From time to time, I find myself inside the skin of other people. I see out of their
eyes. This affliction swoops down like seasickness. It changes things
irrevocably.

“So why are you
here?” he asks quietly.

Why am I anywhere? she thinks.

She says flippantly: “No known
antecedents or place of origin. I'm a genuine foundling, left in a home for
unwed mothers, isn't that something? and beyond that I haven't inquired. I'm
sure there's plenty I never want to know, but I got sent to the very best
boarding schools and taken into the very best homes. I was everyone's clever
Little Wonder, the emperor's nightingale.”

But
how would she explain that day when the air parted, when she saw suddenly that
there were parallel worlds, that you could cross a line, that you could fall
through a hairline crack and cartwheel giddily down and round and down in slow
motion, like moondust in space? And how did you know
that wasn't your real world, the one you came from and to which you properly
belonged?

She was still Lucia then, on the day the fissure
appeared, the day she walked right through the looking glass to the other side.
She was still Lucia Barclay then, immaculate in the uniform of one of
Brisbane's best private high schools for girls, a senior, a prefect, a winner
of academic trophies, sports trophies, debating club trophies, a bit of a
madcap and a devil but still the flower of her school where she discussed
Virgil with the Latin mistress, where she asked the English mistress awkward
but oh-so-innocent questions about certain lines in Shakespeare, where she had
elegant Sunday dinners with the headmistress. She had yet to step on a crack.

She is still Lucia.

She is standing, surrounded by other
schoolgirls, on the platform of Brunswick Street railway station in the
inner-city section of Brisbane known as the Fortitude Valley. Hundreds of
Brisbane high-schoolers are on the platform because
they have all walked down from the Exhibition Grounds where an interschool
athletics carnival has been held. In Lucia Barclay's group, there is a certain
amount of simpering and giggling and coy sideways glancing toward the knot of
Brisbane Grammar boys who stand nearby. The boys, conscious of being watched and
overheard, discuss matters both intellectual and carnal rather loudly.

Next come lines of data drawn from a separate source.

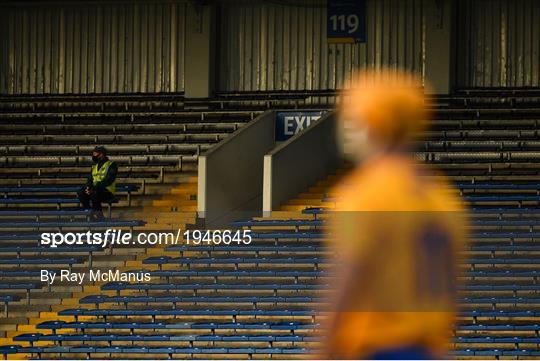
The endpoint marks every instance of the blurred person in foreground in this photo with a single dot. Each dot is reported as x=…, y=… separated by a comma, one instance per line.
x=398, y=233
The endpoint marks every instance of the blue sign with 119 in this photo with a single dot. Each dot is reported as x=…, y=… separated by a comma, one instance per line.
x=346, y=21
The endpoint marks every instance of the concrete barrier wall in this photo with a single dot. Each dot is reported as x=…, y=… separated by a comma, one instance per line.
x=231, y=174
x=298, y=163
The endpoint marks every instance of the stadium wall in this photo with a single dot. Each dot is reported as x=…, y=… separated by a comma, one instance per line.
x=498, y=43
x=282, y=45
x=49, y=48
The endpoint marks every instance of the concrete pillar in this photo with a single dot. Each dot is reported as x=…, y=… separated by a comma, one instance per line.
x=439, y=56
x=199, y=63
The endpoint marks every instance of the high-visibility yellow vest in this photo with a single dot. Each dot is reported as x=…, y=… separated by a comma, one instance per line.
x=99, y=174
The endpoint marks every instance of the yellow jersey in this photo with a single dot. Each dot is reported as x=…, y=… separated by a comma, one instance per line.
x=399, y=236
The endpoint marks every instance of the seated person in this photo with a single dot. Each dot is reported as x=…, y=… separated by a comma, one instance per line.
x=100, y=185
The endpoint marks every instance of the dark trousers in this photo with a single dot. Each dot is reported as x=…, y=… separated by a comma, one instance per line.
x=95, y=197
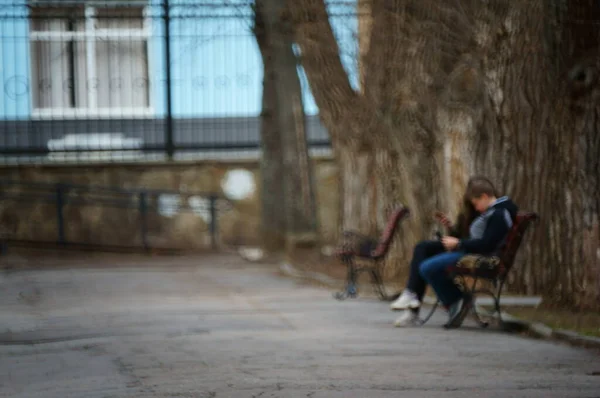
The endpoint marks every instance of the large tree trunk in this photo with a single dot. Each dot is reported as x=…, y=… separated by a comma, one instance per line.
x=299, y=196
x=366, y=145
x=273, y=209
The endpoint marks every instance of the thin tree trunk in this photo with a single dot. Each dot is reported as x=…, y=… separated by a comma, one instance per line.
x=297, y=182
x=273, y=214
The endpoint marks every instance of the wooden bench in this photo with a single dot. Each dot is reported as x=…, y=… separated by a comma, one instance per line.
x=370, y=252
x=493, y=269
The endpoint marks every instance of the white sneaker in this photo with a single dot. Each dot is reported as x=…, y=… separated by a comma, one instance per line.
x=406, y=300
x=407, y=318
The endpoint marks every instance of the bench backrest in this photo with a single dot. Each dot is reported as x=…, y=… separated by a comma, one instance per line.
x=388, y=233
x=514, y=239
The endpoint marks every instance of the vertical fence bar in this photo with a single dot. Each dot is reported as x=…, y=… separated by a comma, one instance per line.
x=143, y=207
x=169, y=122
x=60, y=202
x=214, y=226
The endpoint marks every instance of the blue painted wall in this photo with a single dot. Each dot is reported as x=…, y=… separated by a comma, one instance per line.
x=15, y=101
x=215, y=63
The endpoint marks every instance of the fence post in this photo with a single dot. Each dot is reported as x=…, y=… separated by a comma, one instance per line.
x=214, y=226
x=60, y=202
x=143, y=207
x=170, y=148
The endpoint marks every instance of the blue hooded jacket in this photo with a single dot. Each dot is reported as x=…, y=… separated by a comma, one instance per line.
x=488, y=232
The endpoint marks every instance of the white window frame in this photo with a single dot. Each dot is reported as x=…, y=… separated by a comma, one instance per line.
x=90, y=35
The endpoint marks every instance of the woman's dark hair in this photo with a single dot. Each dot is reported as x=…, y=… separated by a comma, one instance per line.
x=478, y=186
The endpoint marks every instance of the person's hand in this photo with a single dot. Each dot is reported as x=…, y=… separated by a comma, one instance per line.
x=443, y=219
x=450, y=242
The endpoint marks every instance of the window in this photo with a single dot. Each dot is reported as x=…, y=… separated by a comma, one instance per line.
x=89, y=59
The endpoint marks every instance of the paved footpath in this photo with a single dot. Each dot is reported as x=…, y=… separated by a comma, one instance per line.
x=220, y=327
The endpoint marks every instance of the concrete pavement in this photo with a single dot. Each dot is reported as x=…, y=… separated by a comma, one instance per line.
x=220, y=327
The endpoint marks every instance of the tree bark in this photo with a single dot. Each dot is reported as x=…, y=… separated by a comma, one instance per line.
x=273, y=208
x=297, y=181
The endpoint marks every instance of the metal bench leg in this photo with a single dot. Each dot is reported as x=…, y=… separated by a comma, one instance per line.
x=424, y=320
x=379, y=287
x=350, y=289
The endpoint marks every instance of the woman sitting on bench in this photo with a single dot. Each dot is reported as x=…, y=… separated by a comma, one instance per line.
x=489, y=220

“You remember Greg Harvey who
was a prefect at Grammar last year?” Barbara
Williams is saying to her, pretending to be nonchalant and modest. “He's
at uni now. Engineering. He's invited me to the
King's College formal and I suppose I'll …” And someone else is
wondering if Miss Dunlop will give them extra time for the Tennyson essay
because now, having made the sports finals, they will certainly need … And
there is talk of Latin translations and basketball matches, of hairdressers, of
kings and queens and history facts, of university formals and high school
balls, when suddenly Diane Barbour screams.

What
is it? What is it? they clamour, and Diane,
embarrassed, claps a hand over her mouth and points. Lucia, frowning, turns to
look.

Everyone looks.

The
whole platform, crowded with shoppers and mothers and toddlers and uniformed
high school students, looks.

The
sight is so outside the range of what anyone on the platform might imagine
happening, that it does not seem real. It is as though they are dreaming a
collective dream. This cannot be Brisbane. It is like one of those European
movies about the war, Lucia thinks, something by that Italian director (de Sica, was it?), that stark film they were shown in a
history class, the one with Sophia Loren in a ravaged village screaming at
soldiers.

Whenever
Lucy remembers the scene on the railway platform, she sees it in black and
white, with Lucia at one side of the screen and the woman at the other. She
sees it as part of a film by de Sica. The film starts
with a wide-angle shot of the woman, then gets closer and closer.

The
woman appears to be in late middle age and is raggedly dressed, dirty, her
matted hair sticking out around her head like short snakes. She is making a
spectacle of herself. She is standing with straddled legs, holding up her dirty
cotton skirts in a bunch at her waist, and pointing to the black fuzz between
her legs. Under the skirts, she wears nothing. The skin of her thighs and belly
is slack and wrinkled and grotesque. It is as though she has a large bearded
prune between the legs. The woman is howling like a dingo.